Víctor se quedó helado. Por un momento su mente se llenó de pavorosas imágenes.
—¡Maldita vieja bruja! —gritó—. ¡No se atreva a tocarlos! ¡No se meta con mi familia!
—Claro que no lo haré; ellos a mí no me importan. Siempre y cuando te estés quietecito en tu puesto hasta que todo esto termine —advirtió la anciana inexpresiva.
—¡Maldita arpía! —gritó de nuevo Víctor. Tuvo que reprimir el impulso de acabar de soltarse, rodear el foso, agarrar a la vieja y matarla con sus propias manos. Los ojos le escocieron. Quería llorar de rabia, de dolor, de impotencia.

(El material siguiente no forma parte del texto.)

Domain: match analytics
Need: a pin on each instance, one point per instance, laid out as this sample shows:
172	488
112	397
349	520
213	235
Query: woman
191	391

Su familia era todo para él, y el sólo hecho de pensar en que alguien pudiera hacerles daño lo estremecía.
Respiró profundo e intentó calmarse.
Alcides esperó para asegurarse de que Víctor acatara las órdenes de la anciana, luego terminó de soltarlo y volvió a su asiento.

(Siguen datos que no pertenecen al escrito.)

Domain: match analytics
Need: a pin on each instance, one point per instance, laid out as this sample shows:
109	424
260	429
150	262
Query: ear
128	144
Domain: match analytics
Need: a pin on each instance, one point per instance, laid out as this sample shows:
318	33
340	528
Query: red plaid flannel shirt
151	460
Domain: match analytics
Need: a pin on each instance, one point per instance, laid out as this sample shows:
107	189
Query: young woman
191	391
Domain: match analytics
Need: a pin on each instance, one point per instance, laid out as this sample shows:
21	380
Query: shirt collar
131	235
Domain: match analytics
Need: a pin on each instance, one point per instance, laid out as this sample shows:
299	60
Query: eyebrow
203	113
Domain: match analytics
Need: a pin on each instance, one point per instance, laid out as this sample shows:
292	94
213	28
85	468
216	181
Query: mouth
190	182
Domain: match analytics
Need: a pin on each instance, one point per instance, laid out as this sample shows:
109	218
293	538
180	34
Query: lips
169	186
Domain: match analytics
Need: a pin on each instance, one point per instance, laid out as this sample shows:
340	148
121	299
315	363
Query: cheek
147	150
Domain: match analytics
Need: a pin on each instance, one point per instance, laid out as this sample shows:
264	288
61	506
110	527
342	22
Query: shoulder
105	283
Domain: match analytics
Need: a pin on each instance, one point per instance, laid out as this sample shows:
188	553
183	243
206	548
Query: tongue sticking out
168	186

—¿Te estarás quieto entonces? —preguntó la anciana.
Víctor le dedicó una fría mirada por respuesta.
—Bueno, tomaré eso como un sí. Alberto… —dijo entonces dirigiéndose al líder de la Familia Ricaurte.
Alberto se inclinó hacia un lado del sillón de piedra y levantó una bolsa de cuero que tintineó levemente. La abrió, extrajo una sencilla daga sin ornamentos, y acto seguido pasó la bolsa al hombre situado a su izquierda. Éste la cogió y repitió la operación, pasando la bolsa al siguiente.
Así sucesivamente, cada uno fue extrayendo su respectiva daga hasta llegar a Víctor, que hizo lo propio sin pronunciar palabra.
—Tú haz sólo lo que nosotros hagamos, ¿de acuerdo? —le dijo la anciana.
Víctor asintió.
No dejaba de pensar en su familia. No permitiría por nada del mundo que les pasara algo malo, aunque tuviera que hacer lo que aquella pandilla de locos quería.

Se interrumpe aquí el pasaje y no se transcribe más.